Financial Destination 6
By Nicole Gelinas
Posted on August 18, 2011 1:38 PM
For four years, the Bush White House, the Obama White House, and the Federal Reserve have allowed banks to pretend that their bad mortgage debt is worth a lot more than it is.
Their theory is that the economy can’t be healthy unless the banks are healthy.
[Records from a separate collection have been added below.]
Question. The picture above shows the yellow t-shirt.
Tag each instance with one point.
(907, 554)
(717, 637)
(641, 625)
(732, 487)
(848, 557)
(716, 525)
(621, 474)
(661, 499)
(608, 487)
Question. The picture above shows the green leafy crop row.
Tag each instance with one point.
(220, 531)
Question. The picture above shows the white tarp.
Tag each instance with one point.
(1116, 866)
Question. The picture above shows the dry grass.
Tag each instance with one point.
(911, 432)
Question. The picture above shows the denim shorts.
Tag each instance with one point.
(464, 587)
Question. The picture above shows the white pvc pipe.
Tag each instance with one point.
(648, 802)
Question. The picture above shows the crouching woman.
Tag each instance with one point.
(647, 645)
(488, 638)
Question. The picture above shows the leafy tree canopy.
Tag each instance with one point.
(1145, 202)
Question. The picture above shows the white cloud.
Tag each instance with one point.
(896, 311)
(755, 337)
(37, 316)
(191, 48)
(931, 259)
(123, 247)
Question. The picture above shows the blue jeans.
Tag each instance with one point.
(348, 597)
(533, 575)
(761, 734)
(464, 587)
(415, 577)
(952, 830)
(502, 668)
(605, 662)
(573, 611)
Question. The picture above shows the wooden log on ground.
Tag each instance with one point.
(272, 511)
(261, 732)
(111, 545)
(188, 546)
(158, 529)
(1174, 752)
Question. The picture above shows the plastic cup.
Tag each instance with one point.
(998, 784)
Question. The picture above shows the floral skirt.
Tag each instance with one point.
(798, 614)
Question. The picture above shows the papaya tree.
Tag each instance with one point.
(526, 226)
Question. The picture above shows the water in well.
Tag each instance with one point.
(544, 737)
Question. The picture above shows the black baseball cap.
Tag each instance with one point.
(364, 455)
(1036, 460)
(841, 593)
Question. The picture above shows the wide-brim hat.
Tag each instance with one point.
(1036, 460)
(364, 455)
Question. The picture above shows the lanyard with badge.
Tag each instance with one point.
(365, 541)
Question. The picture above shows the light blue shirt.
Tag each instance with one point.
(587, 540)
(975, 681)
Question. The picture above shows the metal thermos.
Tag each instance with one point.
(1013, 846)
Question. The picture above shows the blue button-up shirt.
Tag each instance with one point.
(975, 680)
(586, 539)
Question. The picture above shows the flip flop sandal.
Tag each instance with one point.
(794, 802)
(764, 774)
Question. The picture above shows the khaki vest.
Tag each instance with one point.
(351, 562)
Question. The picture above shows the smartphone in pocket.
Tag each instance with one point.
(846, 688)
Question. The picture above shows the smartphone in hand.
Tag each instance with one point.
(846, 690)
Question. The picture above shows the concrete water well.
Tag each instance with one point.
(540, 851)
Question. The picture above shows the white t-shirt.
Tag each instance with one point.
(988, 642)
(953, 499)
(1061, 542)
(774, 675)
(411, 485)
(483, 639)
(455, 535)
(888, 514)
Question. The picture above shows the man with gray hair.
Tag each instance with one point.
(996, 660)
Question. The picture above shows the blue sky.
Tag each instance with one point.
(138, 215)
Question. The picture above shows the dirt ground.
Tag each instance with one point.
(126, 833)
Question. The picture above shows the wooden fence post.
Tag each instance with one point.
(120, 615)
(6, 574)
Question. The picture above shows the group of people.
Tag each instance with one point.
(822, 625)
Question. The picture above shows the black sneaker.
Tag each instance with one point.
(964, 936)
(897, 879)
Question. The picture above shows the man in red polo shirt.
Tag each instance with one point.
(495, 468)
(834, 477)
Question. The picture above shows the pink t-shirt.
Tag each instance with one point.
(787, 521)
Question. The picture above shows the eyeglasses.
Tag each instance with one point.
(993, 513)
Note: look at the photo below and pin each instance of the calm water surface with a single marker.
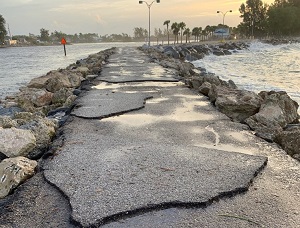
(261, 67)
(18, 65)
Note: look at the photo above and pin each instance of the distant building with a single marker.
(12, 42)
(222, 33)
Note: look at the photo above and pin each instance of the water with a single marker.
(262, 67)
(18, 65)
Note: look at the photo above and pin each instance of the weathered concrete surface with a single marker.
(158, 157)
(129, 68)
(98, 105)
(35, 204)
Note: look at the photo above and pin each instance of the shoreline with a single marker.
(49, 99)
(268, 186)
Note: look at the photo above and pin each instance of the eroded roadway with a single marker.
(140, 142)
(143, 150)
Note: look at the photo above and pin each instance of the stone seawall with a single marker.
(271, 115)
(29, 119)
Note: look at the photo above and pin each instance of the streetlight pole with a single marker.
(224, 14)
(149, 7)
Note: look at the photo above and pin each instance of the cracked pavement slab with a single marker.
(98, 105)
(120, 179)
(149, 159)
(147, 72)
(118, 164)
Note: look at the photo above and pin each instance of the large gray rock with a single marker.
(42, 128)
(277, 110)
(31, 98)
(14, 171)
(16, 142)
(7, 122)
(205, 88)
(60, 96)
(171, 52)
(236, 104)
(289, 140)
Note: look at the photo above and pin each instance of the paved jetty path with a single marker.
(141, 141)
(143, 150)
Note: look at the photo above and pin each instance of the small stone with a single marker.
(16, 142)
(13, 172)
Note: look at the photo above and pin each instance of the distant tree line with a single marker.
(281, 18)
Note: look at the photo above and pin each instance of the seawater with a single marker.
(261, 67)
(18, 65)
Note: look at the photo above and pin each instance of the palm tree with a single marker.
(187, 33)
(197, 32)
(175, 28)
(3, 31)
(167, 22)
(181, 27)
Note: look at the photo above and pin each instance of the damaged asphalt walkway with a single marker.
(143, 150)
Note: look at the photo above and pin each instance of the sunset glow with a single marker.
(106, 17)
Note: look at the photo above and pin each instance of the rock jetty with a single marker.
(272, 115)
(29, 120)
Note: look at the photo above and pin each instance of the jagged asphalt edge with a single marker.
(161, 206)
(115, 113)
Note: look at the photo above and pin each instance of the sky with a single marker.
(108, 16)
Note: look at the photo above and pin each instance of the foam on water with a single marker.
(18, 65)
(261, 67)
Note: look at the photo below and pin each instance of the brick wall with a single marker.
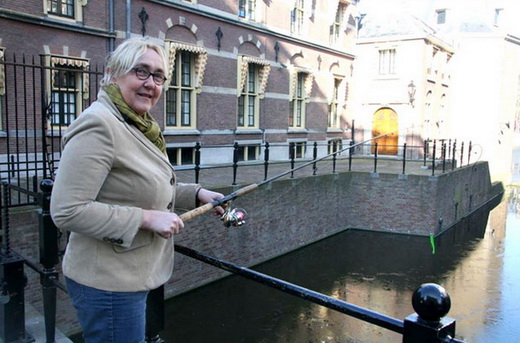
(290, 213)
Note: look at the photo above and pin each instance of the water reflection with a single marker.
(474, 262)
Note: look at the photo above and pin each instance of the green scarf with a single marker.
(145, 123)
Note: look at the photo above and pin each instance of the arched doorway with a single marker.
(385, 121)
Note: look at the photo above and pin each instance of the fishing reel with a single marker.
(234, 217)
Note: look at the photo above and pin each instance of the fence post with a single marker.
(314, 157)
(462, 153)
(469, 152)
(13, 280)
(291, 157)
(428, 324)
(425, 151)
(453, 157)
(49, 257)
(155, 315)
(434, 156)
(334, 157)
(266, 159)
(197, 162)
(350, 152)
(375, 157)
(235, 163)
(404, 157)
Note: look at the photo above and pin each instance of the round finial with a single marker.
(431, 302)
(46, 185)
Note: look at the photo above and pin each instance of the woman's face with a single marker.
(142, 95)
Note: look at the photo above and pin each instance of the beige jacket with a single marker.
(109, 172)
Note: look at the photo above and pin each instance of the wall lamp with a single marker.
(411, 92)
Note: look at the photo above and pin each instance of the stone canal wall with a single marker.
(288, 214)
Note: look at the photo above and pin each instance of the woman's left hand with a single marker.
(205, 196)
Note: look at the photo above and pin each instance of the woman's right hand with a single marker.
(165, 224)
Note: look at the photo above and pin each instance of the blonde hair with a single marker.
(126, 55)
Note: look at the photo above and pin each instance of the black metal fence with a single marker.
(430, 301)
(42, 95)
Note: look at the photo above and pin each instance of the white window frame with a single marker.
(335, 27)
(198, 60)
(247, 9)
(300, 149)
(248, 107)
(387, 61)
(76, 16)
(297, 15)
(301, 83)
(183, 92)
(333, 115)
(441, 16)
(250, 92)
(178, 155)
(74, 96)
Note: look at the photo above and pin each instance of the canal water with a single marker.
(476, 262)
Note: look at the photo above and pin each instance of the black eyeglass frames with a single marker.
(143, 74)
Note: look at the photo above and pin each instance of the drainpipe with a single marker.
(111, 25)
(128, 17)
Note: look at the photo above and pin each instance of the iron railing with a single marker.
(428, 325)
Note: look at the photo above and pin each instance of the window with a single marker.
(498, 16)
(248, 152)
(441, 16)
(180, 96)
(297, 150)
(334, 145)
(252, 79)
(246, 9)
(181, 156)
(187, 65)
(67, 83)
(248, 102)
(335, 28)
(387, 62)
(333, 116)
(297, 17)
(66, 9)
(300, 88)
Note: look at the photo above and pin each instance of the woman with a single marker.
(115, 191)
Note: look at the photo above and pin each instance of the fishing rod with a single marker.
(235, 217)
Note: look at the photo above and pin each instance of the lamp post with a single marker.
(411, 92)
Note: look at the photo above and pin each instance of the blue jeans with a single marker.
(109, 317)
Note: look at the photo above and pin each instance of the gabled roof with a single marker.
(393, 24)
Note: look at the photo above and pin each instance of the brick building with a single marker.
(243, 71)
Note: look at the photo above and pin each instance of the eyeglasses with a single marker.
(143, 74)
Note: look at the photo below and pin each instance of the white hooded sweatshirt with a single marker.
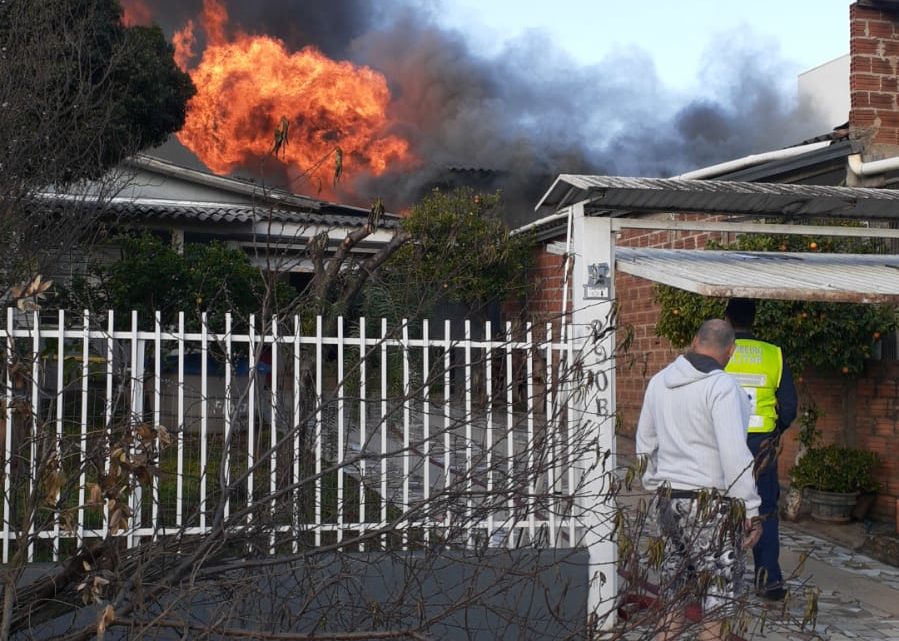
(692, 430)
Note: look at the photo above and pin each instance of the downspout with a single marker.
(872, 168)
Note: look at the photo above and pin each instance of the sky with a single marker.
(678, 35)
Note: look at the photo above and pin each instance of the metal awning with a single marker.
(615, 193)
(841, 278)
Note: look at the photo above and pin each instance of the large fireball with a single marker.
(258, 102)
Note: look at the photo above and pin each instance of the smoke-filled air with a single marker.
(350, 100)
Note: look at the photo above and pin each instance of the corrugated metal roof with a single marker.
(177, 210)
(613, 193)
(847, 278)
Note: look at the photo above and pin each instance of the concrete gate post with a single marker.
(592, 290)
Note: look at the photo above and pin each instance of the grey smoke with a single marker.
(530, 113)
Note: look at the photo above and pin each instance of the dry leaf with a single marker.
(106, 617)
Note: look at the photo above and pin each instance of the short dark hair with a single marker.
(740, 312)
(715, 334)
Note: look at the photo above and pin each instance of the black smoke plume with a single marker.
(516, 120)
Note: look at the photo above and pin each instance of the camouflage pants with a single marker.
(703, 557)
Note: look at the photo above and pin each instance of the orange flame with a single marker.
(135, 12)
(249, 86)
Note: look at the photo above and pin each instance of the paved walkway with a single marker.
(858, 597)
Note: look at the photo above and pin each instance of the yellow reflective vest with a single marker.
(758, 366)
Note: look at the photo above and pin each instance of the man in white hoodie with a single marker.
(692, 437)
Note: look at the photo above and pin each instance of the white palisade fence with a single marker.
(365, 438)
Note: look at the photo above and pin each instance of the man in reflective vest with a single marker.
(760, 369)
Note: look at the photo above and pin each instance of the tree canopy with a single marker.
(79, 91)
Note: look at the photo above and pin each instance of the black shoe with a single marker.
(774, 594)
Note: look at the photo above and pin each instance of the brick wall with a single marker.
(874, 56)
(638, 313)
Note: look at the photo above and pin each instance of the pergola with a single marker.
(589, 211)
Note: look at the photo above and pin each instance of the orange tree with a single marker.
(825, 336)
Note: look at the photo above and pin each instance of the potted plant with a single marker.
(832, 478)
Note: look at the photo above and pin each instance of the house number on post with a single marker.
(597, 287)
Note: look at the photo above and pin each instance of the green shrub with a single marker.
(836, 469)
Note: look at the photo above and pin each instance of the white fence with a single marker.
(283, 438)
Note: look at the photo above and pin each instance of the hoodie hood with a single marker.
(682, 372)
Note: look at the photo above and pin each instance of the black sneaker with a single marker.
(774, 594)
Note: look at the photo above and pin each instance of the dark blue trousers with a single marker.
(766, 552)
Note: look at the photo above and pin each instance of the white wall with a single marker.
(826, 88)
So everyone pretends that the banks are healthy.
The economy can’t grow, though, under a blanket of bad bubble-era private-sector debt.
And years of low-to-no growth hurt . . . guess who?
The banks, as seen in their plunging stock values in the past two weeks.
Guess what else hurts banks?
The government’s policy of borrowing hundreds of billions of dollars directly, not to ease a transition into a healthier economy via temporary safety-net spending and infrastructure investment, but to allow state and local governments to pretend that their unaffordable public-sector employee benefits are affordable without the revenue from a financial and housing bubble (that fantasy is what a big chunk of “stimulus” stimulated).
The more money Washington wastes, the less it will have for future bank bailouts.
Investors know this.
The financial industry can’t escape paying for its bubble-era mistakes. But Washington has decided to go the long way in letting the free markets work, and has taken everyone else along for the ride.
— Nicole Gelinas is a contributing editor to the Manhattan Institute’s City Journal.